Der Streit um die Beihilfen für Busunternehmen in Niedersachsen geht in die nächste Runde – nach Brüssel. Der Gesamtverband Verkehrsgewerbe Niedersachsen (GVN) hat Beihilfebeschwerde bei der EU-Kommission eingelegt. Der Verband beruft sich auf ein Gutachten des Staatsrechtlers Jörn Ipsen, das er in Auftrag gegeben hatte. Ipsen kommt zum Ergebnis, dass der aktuelle Gesetzentwurf gegen europarechtliche Vorgaben verstößt. „Die Einschätzung der Landesregierung, dass eine Notifizierung des Gesetzes nicht erforderlich ist, halte ich für außerordentlich problematisch“, sagte Ipsen bei der Landtagsanhörung des Gesetzentwurfs Ende August. In den nächsten Tagen soll es im selben Fall eine weitere Beihilfebeschwerde in Brüssel geben. Sie kommt vom Busunternehmen Albers aus Neubörger in der Samtgemeinde Dörpen.

SPD und Grüne im Landtag wollen noch in diesem Jahr die neue Regelung zur Finanzierung der Tickets für Schüler und Auszubildende im öffentlichen Nahverkehr beschließen. Das Geld soll ab Januar nicht mehr vom Land kommen. Stattdessen sollen die Mittel kommunalisiert werden. Wirtschaftsminister Olaf Lies setzt auf eine klarere Struktur. „In Zukunft geben wir zu 100 Prozent denjenigen die finanzielle Verantwortung, die schließlich auch die Aufgabenverantwortung haben“, sagte Lies in einem Interview im August dem Rundblick. Rückendeckung bekommt die Landesregierung unter anderem vom Niedersächsischen Landkreistag, der den Gesetzentwurf für europarechtskonform hält.

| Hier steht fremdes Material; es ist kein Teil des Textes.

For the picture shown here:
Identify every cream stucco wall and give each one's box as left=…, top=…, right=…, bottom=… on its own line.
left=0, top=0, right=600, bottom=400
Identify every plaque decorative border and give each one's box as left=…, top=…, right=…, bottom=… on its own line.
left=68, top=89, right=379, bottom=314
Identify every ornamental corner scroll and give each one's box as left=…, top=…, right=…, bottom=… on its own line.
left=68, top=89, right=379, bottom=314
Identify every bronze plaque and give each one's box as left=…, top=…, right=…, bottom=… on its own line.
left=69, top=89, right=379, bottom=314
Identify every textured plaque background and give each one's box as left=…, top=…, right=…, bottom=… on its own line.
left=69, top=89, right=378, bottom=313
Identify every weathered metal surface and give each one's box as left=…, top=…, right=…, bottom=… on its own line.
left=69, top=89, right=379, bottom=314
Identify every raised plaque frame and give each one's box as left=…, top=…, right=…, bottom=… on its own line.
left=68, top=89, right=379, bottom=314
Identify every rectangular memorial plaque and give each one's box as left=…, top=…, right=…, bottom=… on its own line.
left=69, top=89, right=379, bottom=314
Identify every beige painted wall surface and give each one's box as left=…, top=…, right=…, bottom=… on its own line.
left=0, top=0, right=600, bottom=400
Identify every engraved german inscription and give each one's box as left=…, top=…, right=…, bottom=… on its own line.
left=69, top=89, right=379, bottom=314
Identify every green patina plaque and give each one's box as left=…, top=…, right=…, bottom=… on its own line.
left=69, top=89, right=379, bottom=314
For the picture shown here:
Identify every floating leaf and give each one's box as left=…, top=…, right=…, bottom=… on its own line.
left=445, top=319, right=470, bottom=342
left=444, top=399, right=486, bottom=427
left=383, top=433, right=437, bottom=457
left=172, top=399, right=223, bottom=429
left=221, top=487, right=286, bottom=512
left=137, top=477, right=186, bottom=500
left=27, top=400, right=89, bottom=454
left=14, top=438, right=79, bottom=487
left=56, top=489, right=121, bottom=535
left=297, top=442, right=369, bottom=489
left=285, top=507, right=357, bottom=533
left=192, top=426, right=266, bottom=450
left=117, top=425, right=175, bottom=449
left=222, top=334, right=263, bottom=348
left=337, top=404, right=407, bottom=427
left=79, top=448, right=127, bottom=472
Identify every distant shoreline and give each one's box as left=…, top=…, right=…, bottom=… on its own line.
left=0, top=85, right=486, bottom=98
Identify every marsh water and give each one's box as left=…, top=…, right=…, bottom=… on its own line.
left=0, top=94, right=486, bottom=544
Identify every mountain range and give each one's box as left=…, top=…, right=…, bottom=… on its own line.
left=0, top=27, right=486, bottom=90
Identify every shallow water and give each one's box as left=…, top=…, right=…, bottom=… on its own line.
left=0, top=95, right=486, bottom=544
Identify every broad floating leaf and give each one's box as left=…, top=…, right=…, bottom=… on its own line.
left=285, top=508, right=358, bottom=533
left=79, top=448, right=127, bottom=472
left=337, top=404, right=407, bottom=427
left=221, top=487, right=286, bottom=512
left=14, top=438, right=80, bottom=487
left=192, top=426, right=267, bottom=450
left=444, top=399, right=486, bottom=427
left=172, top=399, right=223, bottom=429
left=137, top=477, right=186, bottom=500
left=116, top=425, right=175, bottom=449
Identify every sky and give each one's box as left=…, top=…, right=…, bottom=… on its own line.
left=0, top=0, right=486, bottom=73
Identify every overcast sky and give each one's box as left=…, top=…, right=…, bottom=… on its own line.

Die Busunternehmer befürchten dagegen, dass sie, sollte es zu Beihilferechtsproblemen kommen, im schlimmsten Fall das angenommene Geld Jahre später zurückzahlen müssen. Sie hoffen jetzt auf die EU-Kommission. Der Staatsrechtler Ipsen sehe eine hinreichende Aussicht auf Erfolg, heißt es beim GVN. Hintergrund sei die Beschlusspraxis der EU-Kommission im Parallelfall des Landesgesetzes in Rheinland-Pfalz. Dabei hatte die Kommission im Januar 2014 das dortige Verfahren notifiziert.

Eine Entscheidung, ob die Kommission die Beihilfebeschwerde annimmt, könnte spätestens im November fallen. Dann droht dem Land ein Prüfverfahren in Brüssel. Eine neue gesetzlichen Regelung im Januar 2017 wäre dann unwahrscheinlich.